The visualization shown above is a pairplot of number of starbucks and the 4 scores: Happiness Score, GDP per capita, Healthy Life Expectancy, and Freedom Score. I treated number of Starbucks location as another “score” that can be correlated to other scores that I made analysis on. The outcomes are color coordinated based on the number of Starbucks locations. It was interesting to see that the colors mixed up in no significant pattern in all of the pairplots excluding the number of Starbucks locations. Each dot represents a country and the legend on the right shows each country by the number of Starbucks locations. Overall, it was disappointing to see that there weren’t any apparent correlation to Starbucks locations and the World Happiness Report data, but it was pleasing to see the correlations within the Happiness Report with different scores. For example, the Happiness Score is positively strongly correlated with the GDP per capita, Healthy life expectancy, and Freedom score.

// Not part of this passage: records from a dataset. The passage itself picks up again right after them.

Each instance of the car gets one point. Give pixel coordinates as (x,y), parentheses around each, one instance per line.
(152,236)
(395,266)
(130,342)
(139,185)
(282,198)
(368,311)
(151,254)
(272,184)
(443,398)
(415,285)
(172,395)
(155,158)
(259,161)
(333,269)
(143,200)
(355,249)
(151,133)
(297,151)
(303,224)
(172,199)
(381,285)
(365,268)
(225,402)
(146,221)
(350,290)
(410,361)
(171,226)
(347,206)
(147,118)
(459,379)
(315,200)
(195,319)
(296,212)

If I were to do this project again, I would like to focus on a certain range of number of Starbucks in order to see if those have correlations. Instead of using the country name as the joining pair, I could have also used the ISO country codes to match up the the dataframes for better accuracy. I do not think any country was left out because there were about 70 countries with Starbucks. The merging process also did not need to be as time consuming if I knew which part was continuing to cause me errors. Naming the columns distinctly is essential when joining or merging two tables to show the exact data that I want. It would also have been interesting to play with other parts of the CSV file such as the address to locate each of them on a global map and visualize that in an interactive way where the viewers could search for the Starbucks they want to see if it is existent in the country. I would also like to analyze different worldwide corporations around the world to see if the business has an affect on the countries overall happiness.